Calvin travaillait chez Norcross, une scierie, la plus grosse entreprise du coin.

— Comment sais-tu tout ça ?

— Un de ses cousins est venu au magasin pour acheter un pyjama. J’imagine que Calvin dort en tenue d’Adam. Je ne sais pas comment ils comptent lui faire enfiler une veste de pyjama avec ses bandages et ses perfusions. Peut-être qu’ils avaient juste besoin du pantalon... Calvin n’aimerait sans doute pas se balader dans l’hôpital avec juste une de leurs affreuses chemises de nuit en guise de protection entre lui et le monde extérieur...

L’esprit de Claudine avait une fâcheuse tendance à vagabonder.

— Merci de m’avoir avertie, Claudine.

Je me demandais comment il se faisait qu’elle connaisse le cousin en question, mais j’ai gardé mes interrogations pour moi.

— Je savais que tu voudrais en être informée. Heather Kinman était un changeling, elle aussi. Je parie que tu l’ignorais. Garde bien ça à l’esprit.

Elle m’a embrassée sur le front – les fées sont très tactiles -, puis nous sommes retournées dans la salle. Elle a commandé un cocktail et, en moins d’une minute, s’est retrouvée entourée de soupirants. Elle repartait toujours seule, mais les mecs semblaient prendre un malin plaisir à essayer d’être le premier à la raccompagner chez elle. J’en concluais que Claudine se nourrissait de cette admiration, de cette attention qu’on lui témoignait, comme d’autres se gavent de chocolat.

Même Sam lui faisait les yeux doux, et elle ne laissait pourtant jamais de pourboire.

Quand l’heure de la fermeture a sonné, Claudine était déjà repartie à Monroe et j’avais eu le temps de transmettre à Sam les nouvelles qu’elle m’avait données. Il était aussi consterné que moi. Quoique chef de la petite communauté de changelings de Hotshot, Calvin Norris n’était, aux yeux du monde extérieur, qu’un paisible célibataire, propriétaire de sa maison, qui avait un bon boulot de chef d’équipe à la scierie locale. On imaginait mal qu’une de ses deux personnalités ait pu faire l’objet d’une tentative d’assassinat. Sam a décidé d’envoyer des fleurs à l’hôpital, de la part de toute l’équipe de Chez Merlotte.

J’ai enfilé mon manteau et je suis sortie par la porte de service juste devant Sam. Je l’ai entendu tourner la clé dans la serrure derrière moi. Je me suis subitement souvenue qu’on était presque à court de bouteilles de sang synthétique, et je me suis retournée pour le prévenir.

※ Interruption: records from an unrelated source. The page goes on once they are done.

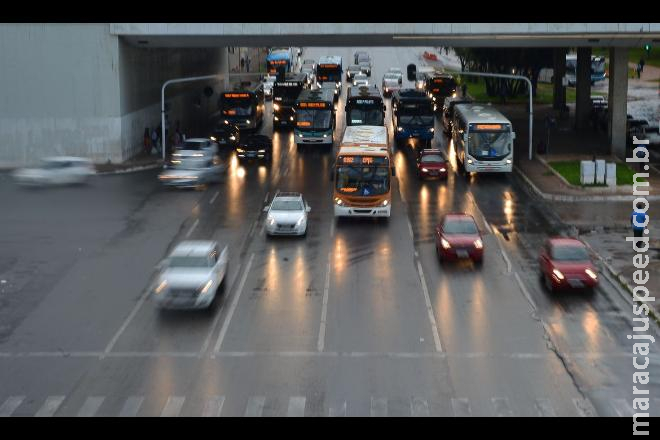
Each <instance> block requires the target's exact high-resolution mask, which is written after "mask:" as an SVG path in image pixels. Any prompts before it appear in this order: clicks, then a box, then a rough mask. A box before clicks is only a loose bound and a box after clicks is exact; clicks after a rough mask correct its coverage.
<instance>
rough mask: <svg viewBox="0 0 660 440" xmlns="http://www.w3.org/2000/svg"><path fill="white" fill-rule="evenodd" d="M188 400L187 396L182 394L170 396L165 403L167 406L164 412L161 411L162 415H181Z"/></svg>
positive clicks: (163, 410) (165, 408)
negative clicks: (181, 409)
mask: <svg viewBox="0 0 660 440" xmlns="http://www.w3.org/2000/svg"><path fill="white" fill-rule="evenodd" d="M185 401H186V398H185V397H182V396H170V397H168V398H167V403H165V408H163V412H161V413H160V416H161V417H179V413H180V412H181V408H183V403H184V402H185Z"/></svg>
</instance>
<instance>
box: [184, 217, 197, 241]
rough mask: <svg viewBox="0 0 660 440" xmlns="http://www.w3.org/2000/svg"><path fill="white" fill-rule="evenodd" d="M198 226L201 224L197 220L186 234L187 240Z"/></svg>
mask: <svg viewBox="0 0 660 440" xmlns="http://www.w3.org/2000/svg"><path fill="white" fill-rule="evenodd" d="M198 224H199V219H196V220H195V223H193V225H192V226H191V227H190V229H188V232H186V238H188V237H190V234H192V232H193V231H194V230H195V228H196V227H197V225H198Z"/></svg>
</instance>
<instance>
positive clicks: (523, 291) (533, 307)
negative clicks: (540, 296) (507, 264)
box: [513, 272, 538, 311]
mask: <svg viewBox="0 0 660 440" xmlns="http://www.w3.org/2000/svg"><path fill="white" fill-rule="evenodd" d="M513 275H514V276H515V277H516V281H517V282H518V286H519V287H520V290H522V293H523V295H525V298H527V301H528V302H529V304H530V305H531V306H532V307H533V309H534V311H536V310H538V307H536V303H535V302H534V300H533V299H532V296H531V295H530V294H529V292H528V291H527V288H526V287H525V284H524V283H523V282H522V279H520V275H518V272H514V273H513Z"/></svg>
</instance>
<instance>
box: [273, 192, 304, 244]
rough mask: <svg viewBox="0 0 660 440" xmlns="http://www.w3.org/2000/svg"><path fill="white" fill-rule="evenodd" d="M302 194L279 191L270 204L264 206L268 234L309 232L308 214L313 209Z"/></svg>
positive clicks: (292, 233) (287, 234)
mask: <svg viewBox="0 0 660 440" xmlns="http://www.w3.org/2000/svg"><path fill="white" fill-rule="evenodd" d="M311 209H312V208H311V207H310V206H309V205H308V204H307V202H306V201H305V199H304V198H303V196H302V194H300V193H297V192H278V193H277V194H275V197H273V200H272V202H271V203H270V205H268V206H266V207H264V212H266V213H267V215H266V232H267V233H268V235H305V234H307V214H308V213H309V212H310V211H311Z"/></svg>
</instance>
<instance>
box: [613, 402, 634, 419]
mask: <svg viewBox="0 0 660 440" xmlns="http://www.w3.org/2000/svg"><path fill="white" fill-rule="evenodd" d="M612 407H613V408H614V411H616V414H617V415H618V416H619V417H632V416H633V414H635V411H634V410H633V409H632V407H631V406H630V405H629V404H628V402H627V401H626V399H612Z"/></svg>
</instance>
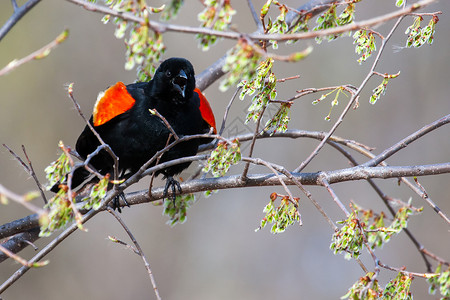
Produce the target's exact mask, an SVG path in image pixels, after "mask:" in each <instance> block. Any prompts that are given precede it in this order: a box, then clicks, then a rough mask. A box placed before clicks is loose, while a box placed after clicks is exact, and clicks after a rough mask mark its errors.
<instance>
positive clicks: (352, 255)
mask: <svg viewBox="0 0 450 300" xmlns="http://www.w3.org/2000/svg"><path fill="white" fill-rule="evenodd" d="M339 223H341V224H343V226H342V227H341V229H339V230H338V231H336V232H335V233H334V234H333V237H332V243H331V245H330V248H331V250H333V251H334V254H337V253H342V252H346V253H347V254H346V255H345V258H346V259H350V258H359V256H360V255H361V250H362V248H363V245H364V238H363V232H362V230H361V226H359V224H358V223H359V220H358V218H357V212H356V211H353V212H352V213H351V214H350V215H349V216H348V218H347V219H346V220H345V221H342V222H339Z"/></svg>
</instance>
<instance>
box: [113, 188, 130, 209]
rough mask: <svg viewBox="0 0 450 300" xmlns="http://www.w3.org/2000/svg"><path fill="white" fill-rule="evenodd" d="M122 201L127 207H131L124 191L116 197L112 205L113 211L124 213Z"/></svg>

Il s’est arrêté, le visage attentif, attendant que je lui dise ce que je m’apprêtais manifestement à lui annoncer. Puis j’ai entendu un coup de feu, et en une fraction de seconde, son expression a brusquement changé, passant de l’attente polie à la stupeur horrifiée. Le sang a giclé partout, et Sam s’est écroulé.

C’est alors que j’ai commencé à crier.